CMU 15-112: Fundamentals of Programming and Computer Science
Extra Practice for Week 3 (Due never)




  1. vowelCount(s)
    Write the function vowelCount(s), that takes a string s, and returns the number of vowels in s, ignoring case, so "A" and "a" are both vowels. The vowels are "a", "e", "i", "o", and "u". So, for example, ("Abc def!!! a? yzyzyz!") returns 3 (two a's and one e).

  2. interleave(s1, s2)
    Write the function interleave(s1, s2) that takes two strings, s1 and s2, and interleaves their characters starting with the first character in s1. For example, interleave('pto', 'yhn') would return the string "python". If one string is longer than the other, concatenate the rest of the remaining string onto the end of the new string. For example ('a#', 'cD!f2') would return the string "ac#D!f2". Assume that both s1 and s2 will always be strings.

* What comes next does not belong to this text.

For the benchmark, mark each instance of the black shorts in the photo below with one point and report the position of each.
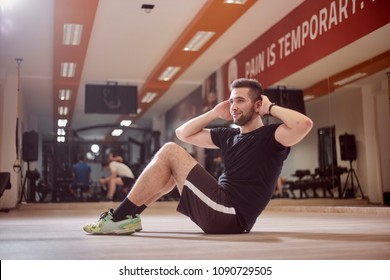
(206, 204)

  3. hasBalancedParentheses(s)
    Write the function hasBalancedParentheses, which takes a string and returns True if that code has balanced parentheses and False otherwise (ignoring all non-parentheses in the string). We say that parentheses are balanced if each right parenthesis closes (matches) an open (unmatched) left parenthesis, and no left parentheses are left unclosed (unmatched) at the end of the text. So, for example, "( ( ( ) ( ) ) ( ) )" is balanced, but "( ) )" is not balanced, and "( ) ) (" is also not balanced. Hint: keep track of how many right parentheses remain unmatched as you iterate over the string.

  4. longestSubpalindrome(s)
    Write the function longestSubpalindrome(s), that takes a string s and returns the longest palindrome that occurs as consecutive characters (not just letters, but any characters) in s. So:
       longestSubpalindrome("ab-4-be!!!") 
    
    returns "b-4-b". If there is a tie, return the lexicographically larger value -- in Python, a string s1 is lexicographically greater than a string s2 if (s1 > s2). So:
       longestSubpalindrome("abcbce") 
    
    returns "cbc", since ("cbc" > "bcb"). Note that unlike the previous functions, this function is case-sensitive (so "A" is not treated the same as "a" here). Also, from the explanation above, we see that longestSubpalindrome("aba") is "aba", and longestSubpalindrome("a") is "a".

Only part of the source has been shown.